# Unit 1 Assignment

In this assignment, we will focus on education. This dataset contains data about high school students. Each row represents a single student. The school administrators want to predict a student's cumulative GPA at the time of graduation so that they can make interventions for struggling students. The goal is to predict the CGPA of a student. 

## Description of Variables

The description of variables are provided in "High School - Data Dictionary.docx"

## Goal

Use the **high_school.csv** data set and build a model to predict **CGPA**.

## Submission:

Please save and submit this Jupyter notebook file. The correctness of the code matters for your grade. **Readability and organization of your code is also important.** You may lose points for submitting unreadable/undecipherable code. Therefore, use markdown cells to create sections, and use comments where necessary.

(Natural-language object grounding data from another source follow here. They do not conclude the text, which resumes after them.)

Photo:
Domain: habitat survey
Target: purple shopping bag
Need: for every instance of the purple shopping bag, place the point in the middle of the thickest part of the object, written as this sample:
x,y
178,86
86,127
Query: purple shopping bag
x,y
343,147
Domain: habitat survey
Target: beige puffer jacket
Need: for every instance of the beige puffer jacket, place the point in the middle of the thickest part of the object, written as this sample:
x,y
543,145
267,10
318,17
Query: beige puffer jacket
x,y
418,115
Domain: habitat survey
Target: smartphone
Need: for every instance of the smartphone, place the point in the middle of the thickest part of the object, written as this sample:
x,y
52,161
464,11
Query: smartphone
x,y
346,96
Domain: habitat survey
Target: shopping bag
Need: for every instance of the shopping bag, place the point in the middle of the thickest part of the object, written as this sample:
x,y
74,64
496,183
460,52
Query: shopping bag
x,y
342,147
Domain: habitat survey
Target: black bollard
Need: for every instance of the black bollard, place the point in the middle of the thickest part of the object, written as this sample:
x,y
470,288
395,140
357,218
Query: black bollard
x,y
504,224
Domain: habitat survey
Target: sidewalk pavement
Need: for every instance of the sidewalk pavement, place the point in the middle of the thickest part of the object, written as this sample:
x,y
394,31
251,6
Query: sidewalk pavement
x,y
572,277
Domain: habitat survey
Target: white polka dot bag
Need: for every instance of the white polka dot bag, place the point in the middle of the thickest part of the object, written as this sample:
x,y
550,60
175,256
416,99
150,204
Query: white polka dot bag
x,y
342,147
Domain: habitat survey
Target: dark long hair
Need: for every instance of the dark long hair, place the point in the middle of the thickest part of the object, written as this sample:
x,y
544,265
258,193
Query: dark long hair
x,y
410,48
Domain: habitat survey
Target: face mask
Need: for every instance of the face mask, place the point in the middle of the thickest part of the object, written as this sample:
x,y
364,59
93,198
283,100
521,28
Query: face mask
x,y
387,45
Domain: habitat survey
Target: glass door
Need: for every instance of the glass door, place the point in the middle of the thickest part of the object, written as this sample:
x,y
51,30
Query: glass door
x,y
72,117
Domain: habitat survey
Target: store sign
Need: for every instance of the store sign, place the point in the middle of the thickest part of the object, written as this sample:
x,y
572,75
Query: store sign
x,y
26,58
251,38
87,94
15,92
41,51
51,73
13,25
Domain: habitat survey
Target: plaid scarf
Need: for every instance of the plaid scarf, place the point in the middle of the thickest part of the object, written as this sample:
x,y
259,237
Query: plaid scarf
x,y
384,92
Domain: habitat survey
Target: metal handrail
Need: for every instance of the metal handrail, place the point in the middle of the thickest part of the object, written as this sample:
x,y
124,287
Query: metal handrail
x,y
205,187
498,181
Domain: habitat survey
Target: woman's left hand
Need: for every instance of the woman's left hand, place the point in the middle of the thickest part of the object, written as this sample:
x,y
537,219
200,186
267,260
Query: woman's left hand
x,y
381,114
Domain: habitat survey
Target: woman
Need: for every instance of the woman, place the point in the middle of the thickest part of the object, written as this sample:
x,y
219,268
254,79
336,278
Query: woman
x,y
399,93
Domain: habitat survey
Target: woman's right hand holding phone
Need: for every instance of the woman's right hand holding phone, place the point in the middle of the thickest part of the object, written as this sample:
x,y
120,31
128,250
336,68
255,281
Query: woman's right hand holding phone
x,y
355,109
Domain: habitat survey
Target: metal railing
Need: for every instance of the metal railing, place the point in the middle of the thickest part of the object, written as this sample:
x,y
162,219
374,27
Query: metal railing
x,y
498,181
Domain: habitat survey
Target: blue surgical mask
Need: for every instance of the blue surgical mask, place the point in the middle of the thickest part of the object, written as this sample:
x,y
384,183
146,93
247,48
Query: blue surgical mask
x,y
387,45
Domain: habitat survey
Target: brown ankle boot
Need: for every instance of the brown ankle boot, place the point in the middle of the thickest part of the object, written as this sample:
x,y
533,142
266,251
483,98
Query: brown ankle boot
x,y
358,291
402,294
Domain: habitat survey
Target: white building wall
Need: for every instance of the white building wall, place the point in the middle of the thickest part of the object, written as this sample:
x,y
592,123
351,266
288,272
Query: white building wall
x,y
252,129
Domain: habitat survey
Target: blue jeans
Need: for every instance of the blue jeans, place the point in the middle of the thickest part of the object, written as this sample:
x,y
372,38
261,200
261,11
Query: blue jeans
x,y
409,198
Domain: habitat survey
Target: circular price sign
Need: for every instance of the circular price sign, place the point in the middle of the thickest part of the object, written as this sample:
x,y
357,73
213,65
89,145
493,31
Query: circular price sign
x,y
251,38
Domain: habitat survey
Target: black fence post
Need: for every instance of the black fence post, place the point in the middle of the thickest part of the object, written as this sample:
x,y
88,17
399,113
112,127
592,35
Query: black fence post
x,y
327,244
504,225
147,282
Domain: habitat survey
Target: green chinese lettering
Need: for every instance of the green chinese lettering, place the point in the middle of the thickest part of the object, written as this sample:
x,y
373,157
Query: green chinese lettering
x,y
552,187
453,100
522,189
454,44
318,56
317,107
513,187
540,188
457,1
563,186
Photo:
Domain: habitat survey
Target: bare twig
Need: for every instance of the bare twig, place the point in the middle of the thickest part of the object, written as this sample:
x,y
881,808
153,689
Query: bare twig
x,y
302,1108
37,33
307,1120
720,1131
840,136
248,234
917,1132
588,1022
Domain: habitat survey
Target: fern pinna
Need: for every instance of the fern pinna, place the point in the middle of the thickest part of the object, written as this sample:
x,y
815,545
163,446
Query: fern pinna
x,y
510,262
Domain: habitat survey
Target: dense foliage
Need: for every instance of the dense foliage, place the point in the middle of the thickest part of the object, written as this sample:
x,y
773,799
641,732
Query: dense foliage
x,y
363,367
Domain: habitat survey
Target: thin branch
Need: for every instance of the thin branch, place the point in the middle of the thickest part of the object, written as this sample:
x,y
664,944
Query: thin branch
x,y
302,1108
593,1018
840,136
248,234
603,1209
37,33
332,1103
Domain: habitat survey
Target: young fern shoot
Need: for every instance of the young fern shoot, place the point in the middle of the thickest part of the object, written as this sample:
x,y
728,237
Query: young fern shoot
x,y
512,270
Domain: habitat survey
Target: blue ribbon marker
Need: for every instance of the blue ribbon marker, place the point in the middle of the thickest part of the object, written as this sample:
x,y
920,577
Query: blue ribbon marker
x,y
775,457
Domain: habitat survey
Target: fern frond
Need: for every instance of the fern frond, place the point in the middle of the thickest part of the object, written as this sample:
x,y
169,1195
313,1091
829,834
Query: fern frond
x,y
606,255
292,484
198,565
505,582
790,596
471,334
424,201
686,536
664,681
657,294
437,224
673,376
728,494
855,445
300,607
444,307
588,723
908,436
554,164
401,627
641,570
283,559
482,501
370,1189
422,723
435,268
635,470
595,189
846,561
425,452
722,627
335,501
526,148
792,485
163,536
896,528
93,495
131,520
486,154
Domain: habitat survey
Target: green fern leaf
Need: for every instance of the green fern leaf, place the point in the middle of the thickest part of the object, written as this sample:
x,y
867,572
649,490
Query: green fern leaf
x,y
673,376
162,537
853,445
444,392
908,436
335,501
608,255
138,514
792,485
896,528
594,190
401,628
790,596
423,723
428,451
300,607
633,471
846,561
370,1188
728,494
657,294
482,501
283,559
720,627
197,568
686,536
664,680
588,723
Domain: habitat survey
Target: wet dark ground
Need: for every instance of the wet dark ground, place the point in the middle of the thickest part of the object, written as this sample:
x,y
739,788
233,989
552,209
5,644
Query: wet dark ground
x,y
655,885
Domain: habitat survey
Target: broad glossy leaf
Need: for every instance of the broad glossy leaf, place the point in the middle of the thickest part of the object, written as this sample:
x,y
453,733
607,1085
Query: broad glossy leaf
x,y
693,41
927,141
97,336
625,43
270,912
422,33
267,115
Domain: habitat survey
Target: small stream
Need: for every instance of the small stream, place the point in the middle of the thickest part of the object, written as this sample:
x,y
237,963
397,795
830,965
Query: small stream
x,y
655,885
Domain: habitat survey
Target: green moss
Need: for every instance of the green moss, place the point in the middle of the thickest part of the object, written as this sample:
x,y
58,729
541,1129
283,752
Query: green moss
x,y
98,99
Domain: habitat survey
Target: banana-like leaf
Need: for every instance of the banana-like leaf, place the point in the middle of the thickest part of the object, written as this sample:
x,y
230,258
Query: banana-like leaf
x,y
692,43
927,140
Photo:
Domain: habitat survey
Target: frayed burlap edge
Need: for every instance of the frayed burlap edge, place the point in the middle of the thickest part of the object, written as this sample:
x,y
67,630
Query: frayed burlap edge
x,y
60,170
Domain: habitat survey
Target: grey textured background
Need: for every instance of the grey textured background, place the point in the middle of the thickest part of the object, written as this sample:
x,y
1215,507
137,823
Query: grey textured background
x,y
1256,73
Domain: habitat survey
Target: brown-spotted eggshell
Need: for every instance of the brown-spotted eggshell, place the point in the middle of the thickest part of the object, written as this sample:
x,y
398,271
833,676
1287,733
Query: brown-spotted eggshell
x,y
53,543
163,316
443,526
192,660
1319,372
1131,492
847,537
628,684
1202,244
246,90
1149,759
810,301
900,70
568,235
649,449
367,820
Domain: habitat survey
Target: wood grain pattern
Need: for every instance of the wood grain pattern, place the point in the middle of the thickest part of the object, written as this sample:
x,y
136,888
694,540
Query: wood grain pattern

# Section 1: (6 points in total)

## Data Prep (5.5 points)

In [378]:
import numpy as np
import pandas as pd

np.random.seed(55)

In [379]:
highschool = pd.read_csv("high_school.csv")
highschool.head()

Unnamed: 0,Gender,ParentEdu,ParentMaritalStatus,ExtraCurricular,IsFirstChild,Siblings,Transportation,AvgReadingScore,AvgWritingScore,traveltime,studytime,internet,freetime,absences,CGPA
0,female,bachelor's degree,married,regularly,yes,3.0,school_bus,71,74,2,2,no,3,6,C
1,female,some college,married,sometimes,yes,0.0,,90,88,1,2,yes,3,4,D
2,female,master's degree,single,sometimes,yes,4.0,school_bus,93,91,1,2,yes,3,10,B
3,male,associate's degree,married,never,no,1.0,,56,42,1,3,yes,2,2,F
4,male,some college,married,sometimes,yes,0.0,school_bus,78,75,1,2,no,3,4,C


In [380]:
from sklearn.model_selection import train_test_split

train, test = train_test_split(highschool, test_size=0.3)

In [381]:
from sklearn.compose import ColumnTransformer
from sklearn.pipeline import Pipeline
from sklearn.impute import SimpleImputer
from sklearn.preprocessing import StandardScaler
from sklearn.preprocessing import OneHotEncoder

In [382]:
train_target = train['CGPA']
test_target = test['CGPA']

train_inputs = train.drop('CGPA', axis=1)
test_inputs = test.drop('CGPA', axis=1)

In [383]:
train_target.dtypes

dtype('O')

In [384]:
numeric_columns = train_inputs.select_dtypes(include=[np.number]).columns.to_list()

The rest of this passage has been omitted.